Les options de la saison 2 originale étaient assez radicales et allaient loin dans la folie des personnages et leurs excès. Les scénaristes ont recentré cette saison sur les conséquences intimes, psychologiques de l’adultère et du divorce sur l’ensemble des personnages. Elle est davantage dans le réalisme et l’humain.

Comment se sont passées les retrouvailles avec l’équipe et les autres comédiens ?
Il y avait de la joie à se retrouver et à continuer un bout de chemin avec ces personnages dans ce beau Pays basque. Tom Leeb, qui interprète Gabriel, et Grégoire Paturel, le nouveau comédien qui joue mon fils, partagent une même nature : ils sont adorables et drôles, très bons camarades de jeu et de tournage.
Deux réalisateurs se sont relayés. Je ne connaissais pas Didier Bivel personnellement mais j’avais vu son travail qui est à son image, profond et élégant. Enfin, j’étais heureuse de retrouver Didier Le Pêcheur que je commence à bien connaître.

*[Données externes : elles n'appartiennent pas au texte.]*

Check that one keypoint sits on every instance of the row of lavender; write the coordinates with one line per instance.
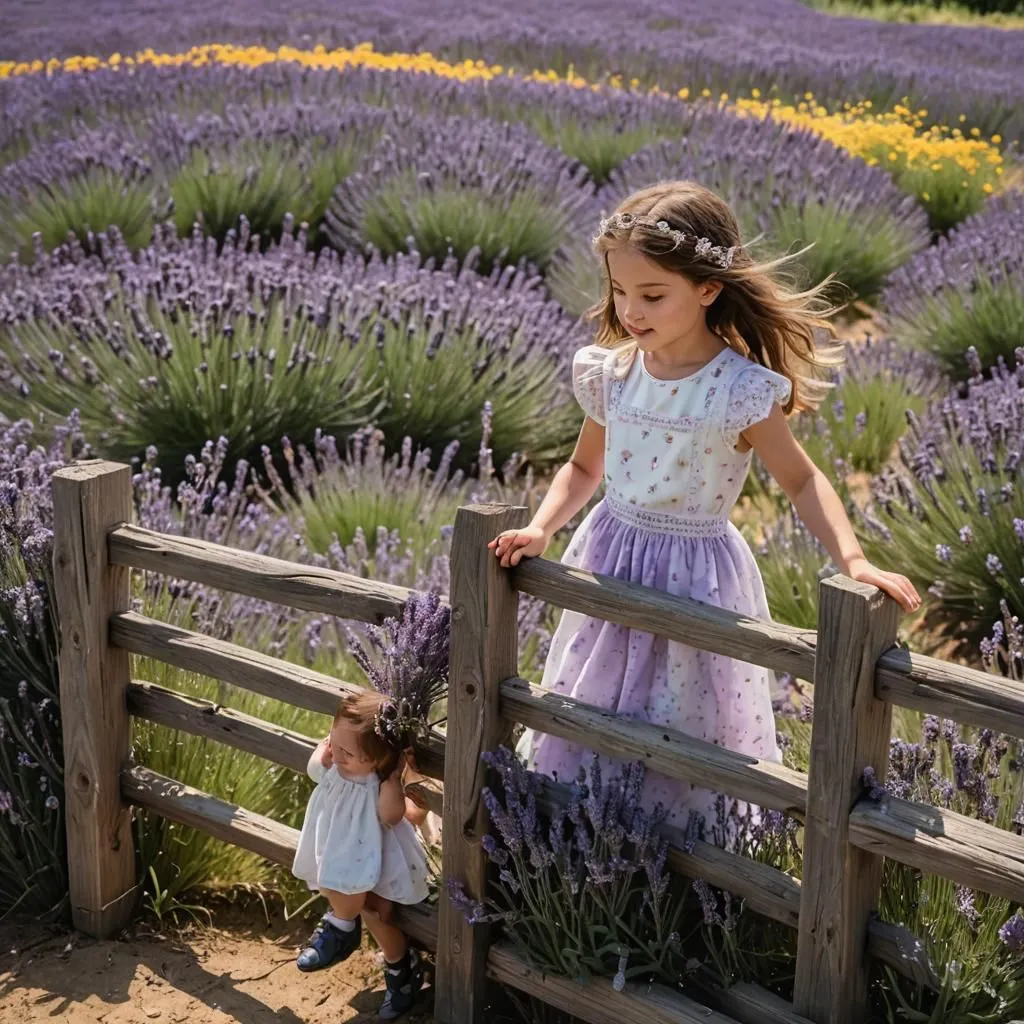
(516, 170)
(735, 46)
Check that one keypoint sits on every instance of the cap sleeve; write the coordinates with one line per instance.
(755, 390)
(588, 381)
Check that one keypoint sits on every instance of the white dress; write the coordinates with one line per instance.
(344, 847)
(672, 475)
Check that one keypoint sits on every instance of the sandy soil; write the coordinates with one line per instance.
(239, 971)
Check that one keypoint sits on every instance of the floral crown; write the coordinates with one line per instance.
(713, 254)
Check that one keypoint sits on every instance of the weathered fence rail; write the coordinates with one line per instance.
(857, 672)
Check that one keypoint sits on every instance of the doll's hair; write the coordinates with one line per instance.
(363, 712)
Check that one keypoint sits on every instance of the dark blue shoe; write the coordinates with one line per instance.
(329, 945)
(403, 983)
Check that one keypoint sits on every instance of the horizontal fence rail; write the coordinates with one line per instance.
(273, 580)
(857, 681)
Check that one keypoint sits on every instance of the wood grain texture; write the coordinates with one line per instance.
(484, 641)
(662, 750)
(783, 648)
(942, 842)
(851, 732)
(307, 587)
(188, 806)
(213, 721)
(89, 499)
(252, 671)
(596, 1001)
(948, 690)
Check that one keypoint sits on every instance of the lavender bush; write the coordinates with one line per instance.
(33, 859)
(967, 291)
(182, 343)
(588, 892)
(460, 185)
(777, 45)
(796, 188)
(953, 507)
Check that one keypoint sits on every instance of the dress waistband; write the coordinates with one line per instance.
(665, 522)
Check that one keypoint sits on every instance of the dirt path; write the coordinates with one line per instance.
(243, 973)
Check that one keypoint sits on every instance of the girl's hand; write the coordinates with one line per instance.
(513, 545)
(896, 586)
(327, 758)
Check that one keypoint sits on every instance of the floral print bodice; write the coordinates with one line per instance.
(671, 459)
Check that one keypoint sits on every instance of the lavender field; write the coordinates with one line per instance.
(317, 308)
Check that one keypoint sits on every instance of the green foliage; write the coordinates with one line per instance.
(443, 218)
(988, 317)
(249, 376)
(79, 208)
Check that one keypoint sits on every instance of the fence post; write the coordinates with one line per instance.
(856, 624)
(484, 647)
(89, 499)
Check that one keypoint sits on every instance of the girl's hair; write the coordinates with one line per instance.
(755, 313)
(360, 711)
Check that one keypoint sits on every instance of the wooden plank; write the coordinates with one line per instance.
(256, 833)
(747, 1003)
(88, 500)
(484, 640)
(213, 721)
(851, 732)
(252, 671)
(597, 1001)
(937, 687)
(216, 817)
(307, 587)
(941, 842)
(663, 750)
(783, 648)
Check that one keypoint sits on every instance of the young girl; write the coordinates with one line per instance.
(357, 849)
(700, 355)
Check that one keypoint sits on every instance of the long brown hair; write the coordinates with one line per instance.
(360, 711)
(756, 313)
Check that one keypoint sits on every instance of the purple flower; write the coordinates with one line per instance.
(1012, 933)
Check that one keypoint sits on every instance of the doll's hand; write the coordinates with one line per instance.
(327, 758)
(896, 586)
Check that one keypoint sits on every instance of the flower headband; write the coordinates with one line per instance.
(704, 248)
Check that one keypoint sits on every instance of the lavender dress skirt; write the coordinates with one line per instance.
(710, 696)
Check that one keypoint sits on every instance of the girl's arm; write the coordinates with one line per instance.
(571, 487)
(819, 507)
(391, 800)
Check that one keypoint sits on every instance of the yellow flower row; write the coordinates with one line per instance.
(895, 138)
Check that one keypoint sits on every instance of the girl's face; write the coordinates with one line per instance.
(348, 757)
(658, 307)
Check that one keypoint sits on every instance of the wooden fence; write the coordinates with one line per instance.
(857, 673)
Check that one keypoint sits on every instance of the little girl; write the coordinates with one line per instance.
(357, 849)
(700, 355)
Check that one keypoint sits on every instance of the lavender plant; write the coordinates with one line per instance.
(587, 892)
(33, 858)
(972, 939)
(184, 343)
(795, 188)
(967, 291)
(460, 185)
(778, 45)
(339, 494)
(953, 507)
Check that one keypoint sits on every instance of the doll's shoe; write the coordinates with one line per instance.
(403, 983)
(329, 945)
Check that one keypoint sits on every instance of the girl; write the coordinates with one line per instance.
(356, 848)
(700, 355)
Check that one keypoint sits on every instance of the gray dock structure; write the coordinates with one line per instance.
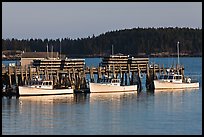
(74, 72)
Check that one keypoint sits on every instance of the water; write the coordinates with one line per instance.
(144, 113)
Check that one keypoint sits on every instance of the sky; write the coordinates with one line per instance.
(53, 20)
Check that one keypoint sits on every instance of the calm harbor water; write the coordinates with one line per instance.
(144, 113)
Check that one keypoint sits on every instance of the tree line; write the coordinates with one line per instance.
(127, 41)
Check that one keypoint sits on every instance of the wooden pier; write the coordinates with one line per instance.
(77, 75)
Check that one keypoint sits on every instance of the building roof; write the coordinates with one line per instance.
(39, 54)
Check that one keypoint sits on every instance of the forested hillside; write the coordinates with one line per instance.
(136, 41)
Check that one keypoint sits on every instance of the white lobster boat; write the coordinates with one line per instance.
(174, 81)
(44, 87)
(111, 85)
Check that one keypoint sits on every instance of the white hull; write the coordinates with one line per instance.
(169, 85)
(26, 91)
(100, 88)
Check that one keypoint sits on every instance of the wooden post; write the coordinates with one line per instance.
(164, 70)
(22, 78)
(16, 76)
(9, 74)
(26, 75)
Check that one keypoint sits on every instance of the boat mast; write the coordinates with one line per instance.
(47, 50)
(178, 54)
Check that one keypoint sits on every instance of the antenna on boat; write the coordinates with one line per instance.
(112, 50)
(178, 54)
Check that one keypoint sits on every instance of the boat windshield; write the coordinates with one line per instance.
(165, 76)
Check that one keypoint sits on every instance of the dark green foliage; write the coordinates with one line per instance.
(127, 41)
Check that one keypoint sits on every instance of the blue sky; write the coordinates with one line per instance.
(52, 20)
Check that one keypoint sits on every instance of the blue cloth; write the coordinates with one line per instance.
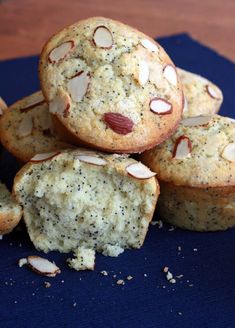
(203, 297)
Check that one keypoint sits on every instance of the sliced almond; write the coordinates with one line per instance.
(212, 92)
(60, 52)
(35, 101)
(43, 266)
(143, 72)
(183, 147)
(92, 160)
(196, 120)
(146, 43)
(25, 127)
(169, 72)
(78, 85)
(229, 152)
(60, 105)
(119, 123)
(139, 171)
(160, 106)
(44, 157)
(102, 37)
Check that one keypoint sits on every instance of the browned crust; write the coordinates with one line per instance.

Gardez-vous à l’esprit une scène en particulier ?
Ma première scène avec Jonathan Zaccaï m’a marquée. J’étais un peu perdue dans la chronologie de leur relation. Mais quand Matteo entre dans le cabinet médical pour parler de leur fils, les deux personnages se retrouvent naturellement. C’était assez irréel. J’avais le sentiment de ne pas jouer, ils existent tellement par eux-mêmes. Cela semblait dingue de les laisser se parler et s’observer.

Quels sont vos projets ?
Je vais entamer le tournage de Renaissance (titre provisoire), une série pour TF1 qui me tient particulièrement à cœur. On en parle depuis 5 ans avec les producteurs et je suis très heureuse que ce projet se concrétise. L’histoire, qui parle de l’identité, de la greffe d’organe et de l’adoption, est magnifique. J’ai une fois de plus la chance de pouvoir tourner chez moi, au Pays basque, ce qui est un luxe inespéré.